The mean ages of the patients with OLP and controls were 46 ± 2.33 and 36 ± 1.18 years, respectively. Seven (28%) patients had reticular OLP that was confirmed clinically, and 18 (72%) patients were diagnosed with erosive, atrophic, or ulcerative OLP according to biopsy assessment. Among the patients, the most common type of OLP was erosive (11, 44%), and the most frequent site of OLP was seen as bilateral in the buccal mucosa (12, 48%). The frequency and number of OLP types and their locations in the oral mucosa are presented in Tables 1 and 2.

Table 1

Types of OLP in the case subjects, n (%)

Reticular	7 (28)
Erosive	11 (44)
Atrophic	4 (16)
Ulcerative	3 (12)
Total	25 (100)

Table 2

The location of OLP in the case subjects, n (%)

Buccal mucosa (both sides)	12 (8)
Buccal mucosa (1 side)	4 (6)
Buccal mucosa (both sides) + tongue	4 (6)
Buccal mucosa (both sides) + vestibular	1 (4)
Tongue	1 (4)
Vestibular mucosa	1 (4)
Mandibular ridge	1 (4)
Lip	1 (4)
Total	25 (100)

The mean salivary UA in the case group (2.10 ± 0.19 mg/dL) was significantly lower than that in the control group (4.80 ± 0.29 mg/dL; p < 0.001). The comparison of salivary UA in the cases and controls is presented as a scatter plot in Figure 1.

Fig. 1

Salivary UA in the cases and controls.

Discussion

In this study, the level of salivary UA in the OLP patients was lower than in the control subjects. This finding confirmed that of Miricescu et al. [18], who reported lower UA levels in unstimulated saliva from OLP patients compared to the control group. Of equal importance, lower blood UA levels were found in patients with cutaneous lichen planus in comparison with the control group in the study by Chakraborti et al. [19]. Moreover, Miricescu et al. [18] detectedlower UA and total antioxidant capacity levels in the saliva of smokers and OLP patients involved in periodontitis compared to the control group.
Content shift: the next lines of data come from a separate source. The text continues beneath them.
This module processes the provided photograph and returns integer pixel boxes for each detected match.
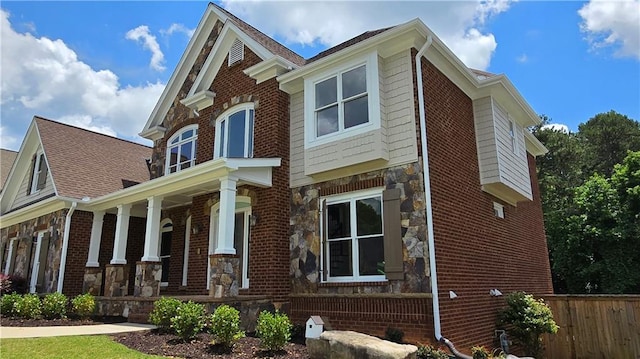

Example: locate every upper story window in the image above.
[214,103,254,158]
[29,152,49,194]
[304,53,380,147]
[165,125,198,174]
[324,190,386,282]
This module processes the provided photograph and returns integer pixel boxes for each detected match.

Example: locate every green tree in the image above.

Regarding the monitoring of some antioxidants, such as UA, bilirubin, glutathione peroxidase, and vitamin C in OLP patients who also presented cutaneous lesions, Barikbin et al. [15] found only decreased levels of vitamin C in the blood compared to the control group. In our study, in which we used saliva instead of blood, only UA demonstrated a significant decrease.
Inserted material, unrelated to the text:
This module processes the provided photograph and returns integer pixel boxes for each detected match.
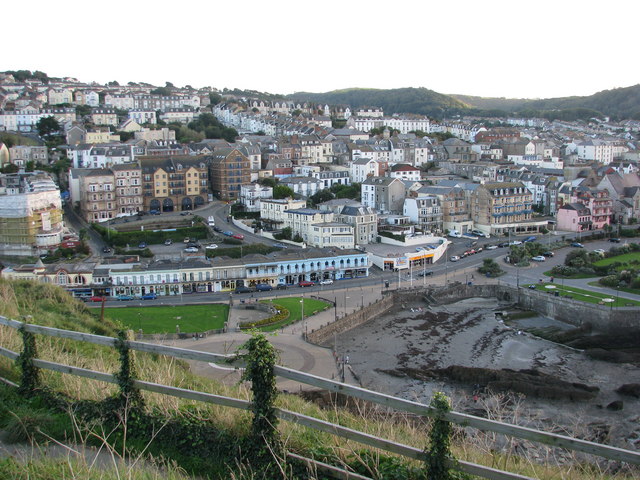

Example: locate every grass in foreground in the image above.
[525,283,640,307]
[101,303,229,333]
[593,252,640,271]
OLP occurrence has been suggested to be triggered by an enhanced oxidative stress and antioxidant defense system imbalance in biological body fluids, thus reflecting the pathogenesis of OLP transformation. As a scavenger of oxyradicals and chelator of metal ions, UA is known to be an important antioxidant. It is also a predominant antioxidant in plasma [10,11].

UA is an end product of purine metabolism and is produced in mammalian systems. It contaminates free radical substances through the inhibition of endothelial function under conditions of oxidative stress inside the cell in which glutathione is discharged [20]. It can further inhibit the ability of exogenous peroxynitrite to uncouple endothelial nitric oxide (NO) synthase. New compounds, such as peroxynitrite, are formed to further damage cells through the interface of NO with such oxygen radicals as superoxide [21]. Nevertheless, intracellular NO levels can be reduced by high UA concentrations [10].
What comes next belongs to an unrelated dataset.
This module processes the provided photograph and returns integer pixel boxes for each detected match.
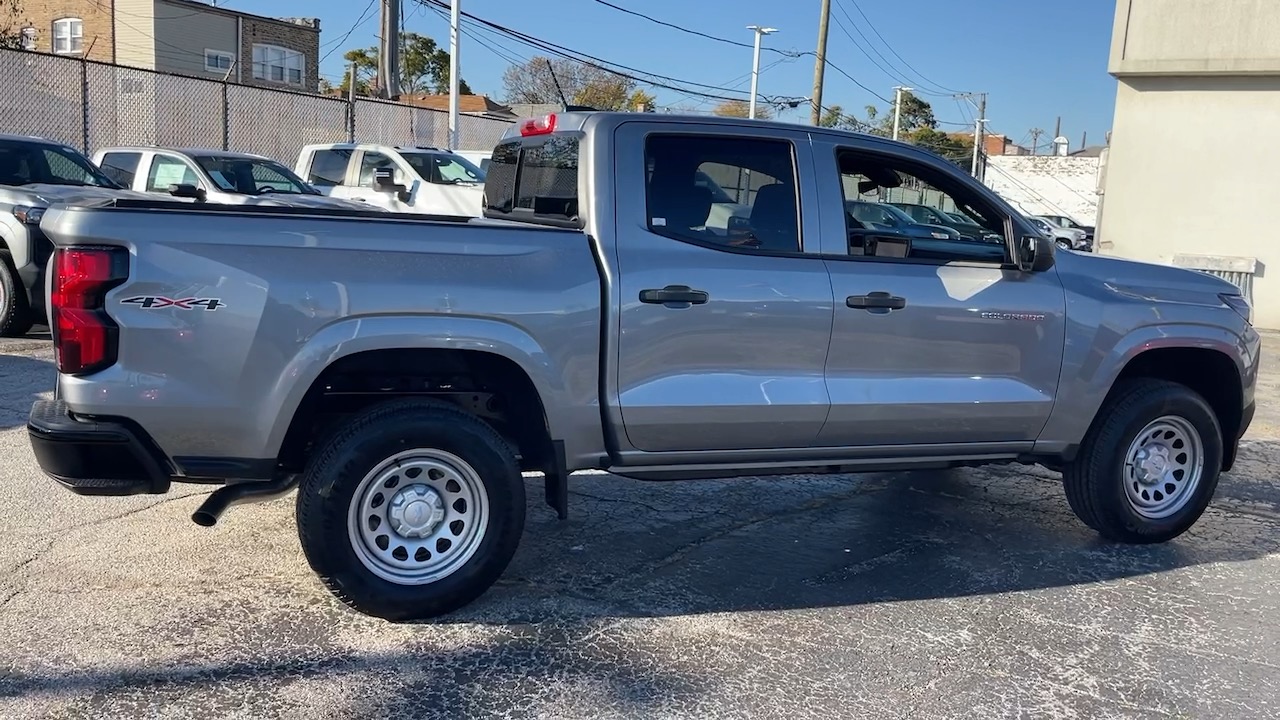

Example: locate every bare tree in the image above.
[502,56,654,110]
It is thus suggested that an optimal strengthening of antioxidant defense be administered at the UA level as a treatment guideline since a major factor in the etiopathogenesis of lichen planus is deemed to be induced by free radical damage. Our findings were indicative of a reduced antioxidant UA level in OLP patients, and further investigation is warranted on a greater number of patients to assess other antioxidants and oxidative stress biomarkers for the treatment of oxidative stress in OLP, which we have shown to be likely associated with the depletion of salivary UA levels.

Conclusion

Our study showed that OLP was associated with decreased UA levels in saliva. UA could be a useful antioxidant biomarker for monitoring and guiding the treatment strategy in OLP. Hence, further studies are needed to compare and monitor the level of UA in treated patients over time.

Disclosure Statement

The authors have no conflicts of interest to declare.